Electronic – Choosing the first oscilloscope

oscilloscoperepair

I'd like to repair older computers, such as C64's, Atari's, Apple IIe's etc and their power supplies. I have a multimeter already but I'd like to get an oscilloscope. I've been offered an Owon PDS5022S really cheap, would this be suitable to start with?

Best Answer

Yes, the Owon should do okay for all the mentioned computers. 20MHz bandwidth is a perfectly good choice for your first scope, and will cover most of the "less complex" and older digital electronic components, for example small microcontrollers (e.g. PIC10, 12, 16, and 18F and similar Atmel, TI, etc offerings)
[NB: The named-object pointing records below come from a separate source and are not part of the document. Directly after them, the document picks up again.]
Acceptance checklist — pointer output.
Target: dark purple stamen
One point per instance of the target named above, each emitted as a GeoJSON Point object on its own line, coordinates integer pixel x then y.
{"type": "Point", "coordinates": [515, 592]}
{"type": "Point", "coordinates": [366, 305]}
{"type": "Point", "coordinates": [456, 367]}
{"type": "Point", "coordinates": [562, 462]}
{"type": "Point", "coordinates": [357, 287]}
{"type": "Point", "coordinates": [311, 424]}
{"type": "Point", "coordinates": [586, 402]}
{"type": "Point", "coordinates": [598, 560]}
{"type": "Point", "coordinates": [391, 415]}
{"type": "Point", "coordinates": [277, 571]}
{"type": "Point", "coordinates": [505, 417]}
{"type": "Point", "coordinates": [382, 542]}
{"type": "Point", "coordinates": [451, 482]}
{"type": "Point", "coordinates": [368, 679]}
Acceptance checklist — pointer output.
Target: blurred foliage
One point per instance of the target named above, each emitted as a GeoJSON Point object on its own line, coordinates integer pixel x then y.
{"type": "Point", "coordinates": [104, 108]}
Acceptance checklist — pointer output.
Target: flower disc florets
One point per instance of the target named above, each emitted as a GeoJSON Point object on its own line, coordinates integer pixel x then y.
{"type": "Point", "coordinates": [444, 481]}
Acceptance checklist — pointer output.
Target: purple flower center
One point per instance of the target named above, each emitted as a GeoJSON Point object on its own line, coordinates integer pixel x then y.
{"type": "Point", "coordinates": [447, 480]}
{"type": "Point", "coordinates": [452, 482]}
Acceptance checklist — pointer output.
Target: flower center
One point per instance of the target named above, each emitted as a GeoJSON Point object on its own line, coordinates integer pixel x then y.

The highest clock speed out of the computers mentioned would be probably the Ataris - you don't specify which one but for example the Atari ST used a motorola running at 8MHz, and a later model used a 16MHz processor.
The C64 and Apple IIe used ~1MHz clock speed, so obviously they are no problem.

Note that most of the signals you will be looking at will be much slower than the clock speed, so even if the clock speed is above your scope bandwidth it doesn't necessarily mean you cannot use it. It just gives a very rough guide, as you know (almost) for sure all the signals will be slower than the main clock speed (barring things like wireless peripherals or video ICs that may generate their own high speed clocks)

Another thing thing to note is although the bandwidth is given as 20MHz, the sample rate is only 100Msps (mega samples per second), so a 20MHz square wave will not look very square at all (as you will only get 5 samples to recreate one cycle of the waveform).
Usually decent scopes are specified with a bandwidth of around a 10th of the sample rate, so over 10MHz this Owon will not be ideal. Looks like they were pushing the specs a bit to make it sound a better.
However, they are pretty good scopes for the price - I have a 200MHz later SDS model which samples at 2GHz, so it looks like they may have reconsidered about the sample rate vs bandwidth specs.

Out of interest, how much will you be paying (just to make sure it's a reasonable price)

EDIT - $150 (I assume USD) sounds pretty reasonable for a new DSO of this spec. Here are a few interesting alternatives:

TEKTRONIX 2235A 100MHZ OSCILLOSCOPE - $175 (analogue scope) USED - you can get plenty of higher bandwidth analogue scopes for the same price. The downside with an analogue scope is you cannot save the waveform, or see before the trigger (pre-trigger) or do FFTs/waveform arithmetic. Still very usable though - even though I have a good DSO I still use my analogue scopes regularly.

Tektronix TDS 1002 Two Channel Digital Storage Oscilloscope 60 MHz 1 GS/s LCD Bid currently at $172 (USED) - probably go for double this but definitely worth watching, a nice scope.

HP 54542A Oscilloscope 500MHz / 2GS/s , 4-Channel - Just for interest, be nice if it went cheap...

Siglent SDS1062C Digital Oscilloscope 1Gsps/60MHZ DS1052E - £189 (GBP) NEW - There are quite a few scopes around this price up to 1Gsps/100MHz or so, which is four times the bandwidth of the Owon PDS5022S. In case you want to spend a bit more.